Round Decimals Before Formatting

When displaying decimals in scientific notation, round them to the desired number of significant figures first to avoid surprises. See round numbers in Excel and, if results look slightly off, fix rounding errors in Excel.

Windows vs Mac: What’s Different

The features are identical on both platforms; only the shortcut differs. Open Format Cells with Ctrl+1 on Windows and Cmd+1 on Mac (some Mac keyboards need Cmd+1 from the number row, not the keypad). The Scientific and Custom categories, the apostrophe prefix, and E-notation typing all behave the same way in Excel for Microsoft 365, Excel 2021/2019, and Excel for the web.

Troubleshooting

  • My long number turned into 1.23E+17. The cell is formatted as a number. Format it as Text before typing, or prefix the entry with an apostrophe. Reformatting after entry will not bring back digits beyond the 15th.
  • The last digits of my card/ID number became zeros. You hit the 15-significant-digit limit. The number must be stored as Text to keep all digits. Re-enter it in a Text-formatted cell.
  • =VALUE() returns a #VALUE! error. The text contains stray characters or spaces. Use =VALUE(TRIM(A1)), and confirm the entry uses E notation rather than a literal “x 10^”.
  • Changing the format to Number does nothing.

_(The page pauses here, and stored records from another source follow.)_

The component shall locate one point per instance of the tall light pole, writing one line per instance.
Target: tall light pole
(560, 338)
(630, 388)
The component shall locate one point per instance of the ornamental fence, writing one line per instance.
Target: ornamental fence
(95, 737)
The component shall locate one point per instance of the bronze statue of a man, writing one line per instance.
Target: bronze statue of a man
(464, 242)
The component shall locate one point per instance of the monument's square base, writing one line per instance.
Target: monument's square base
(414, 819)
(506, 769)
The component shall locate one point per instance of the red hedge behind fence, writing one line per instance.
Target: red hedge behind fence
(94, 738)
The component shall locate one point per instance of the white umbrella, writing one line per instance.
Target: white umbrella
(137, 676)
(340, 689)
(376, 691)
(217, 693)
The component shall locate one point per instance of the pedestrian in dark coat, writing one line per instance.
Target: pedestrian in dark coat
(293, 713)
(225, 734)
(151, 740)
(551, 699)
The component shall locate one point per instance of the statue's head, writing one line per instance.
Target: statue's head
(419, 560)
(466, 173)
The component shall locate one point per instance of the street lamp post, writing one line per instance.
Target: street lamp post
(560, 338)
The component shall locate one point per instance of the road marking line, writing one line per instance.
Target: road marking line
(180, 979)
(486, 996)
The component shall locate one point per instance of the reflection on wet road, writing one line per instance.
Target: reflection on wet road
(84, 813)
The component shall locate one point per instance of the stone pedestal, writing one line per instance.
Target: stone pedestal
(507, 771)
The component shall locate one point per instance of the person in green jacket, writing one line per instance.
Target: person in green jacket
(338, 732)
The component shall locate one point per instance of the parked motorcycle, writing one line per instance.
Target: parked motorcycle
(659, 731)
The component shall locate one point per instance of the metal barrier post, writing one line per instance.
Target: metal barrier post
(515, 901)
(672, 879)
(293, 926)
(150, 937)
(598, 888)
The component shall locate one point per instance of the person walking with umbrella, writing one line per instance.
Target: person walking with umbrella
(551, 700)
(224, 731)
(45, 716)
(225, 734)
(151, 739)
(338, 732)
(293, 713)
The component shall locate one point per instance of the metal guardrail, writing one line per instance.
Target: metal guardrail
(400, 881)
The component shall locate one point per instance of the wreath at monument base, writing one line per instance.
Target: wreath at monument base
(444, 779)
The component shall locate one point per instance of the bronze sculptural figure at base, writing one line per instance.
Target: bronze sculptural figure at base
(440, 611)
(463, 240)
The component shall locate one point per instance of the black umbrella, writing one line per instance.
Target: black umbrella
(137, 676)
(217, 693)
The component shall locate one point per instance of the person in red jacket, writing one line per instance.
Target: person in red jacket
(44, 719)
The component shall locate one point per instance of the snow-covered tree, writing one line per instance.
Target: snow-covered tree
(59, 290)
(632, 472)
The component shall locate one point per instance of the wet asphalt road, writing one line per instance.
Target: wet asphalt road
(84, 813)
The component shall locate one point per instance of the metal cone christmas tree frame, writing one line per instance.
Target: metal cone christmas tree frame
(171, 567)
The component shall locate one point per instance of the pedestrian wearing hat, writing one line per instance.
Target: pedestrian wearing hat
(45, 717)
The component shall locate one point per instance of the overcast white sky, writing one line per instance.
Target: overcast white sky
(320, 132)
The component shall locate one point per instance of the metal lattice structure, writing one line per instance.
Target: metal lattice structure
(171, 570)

The value is stored as text. Use the VALUE function (or multiply by 1) to convert it to a real number first, then apply the Number format.
  • Leading zeros disappeared after typing. Excel drops leading zeros from numbers. Format the cell as Text or see how to add a leading zero in Excel.

Frequently Asked Questions

How do I enter scientific notation in Excel?

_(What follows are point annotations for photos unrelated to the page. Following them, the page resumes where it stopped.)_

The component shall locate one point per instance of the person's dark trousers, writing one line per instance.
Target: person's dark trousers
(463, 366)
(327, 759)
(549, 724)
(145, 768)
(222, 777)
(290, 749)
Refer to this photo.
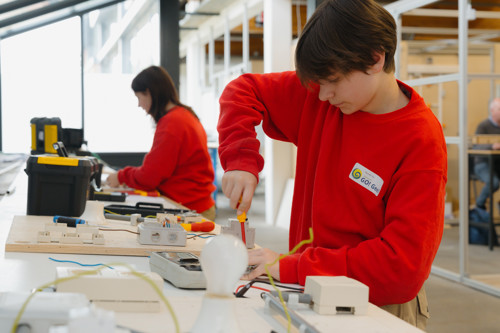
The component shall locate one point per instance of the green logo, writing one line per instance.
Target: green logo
(356, 173)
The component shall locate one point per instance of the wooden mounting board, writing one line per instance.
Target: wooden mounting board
(24, 230)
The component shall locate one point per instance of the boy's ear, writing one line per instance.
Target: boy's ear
(379, 58)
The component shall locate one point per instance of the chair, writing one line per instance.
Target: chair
(473, 178)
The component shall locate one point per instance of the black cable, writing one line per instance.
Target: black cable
(245, 288)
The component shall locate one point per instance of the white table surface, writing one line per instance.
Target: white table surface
(26, 271)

Type the number in E notation — for example 1.23e10 — and press Enter, or format the cell as Scientific via Format Cells (Ctrl+1 on Windows, Cmd+1 on Mac). Both display the value as 1.23E+10.

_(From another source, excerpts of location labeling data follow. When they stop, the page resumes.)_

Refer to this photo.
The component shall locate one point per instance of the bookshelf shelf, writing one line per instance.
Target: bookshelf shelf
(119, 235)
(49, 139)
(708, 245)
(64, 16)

How do I stop Excel from changing numbers to scientific notation?

Format the cells as Text before typing, or start each entry with an apostrophe ('). For numbers of 15 digits or fewer, a plain Number format with no decimals also shows the full value instead of E notation.

How do I convert scientific notation back to a normal number?

Reformat the cell as Number with 0 decimals or General. If the value is stored as text, use =VALUE(A1) (or =VALUE(TRIM(A1)) to strip stray spaces) and then apply a Number format.

Why does Excel cut off the digits of long numbers?

Excel stores numbers with only 15 significant digits of precision. Any digit past the 15th is replaced with a zero. To keep every digit of a 16+ digit ID or card number, store it as Text rather than as a number.

Can I use scientific notation inside formulas?

Yes. Type the coefficient, the letter e, then the exponent — for example =1.23e3*2. Excel treats 1.23e3 as 1,230 within the calculation.

What does the “E” in 1.23E+10 mean?

E stands for “times ten to the power of.” So 1.23E+10 equals 1.23 x 10^10, and 1.23E-04 equals 1.23 x 10^-4 (0.000123).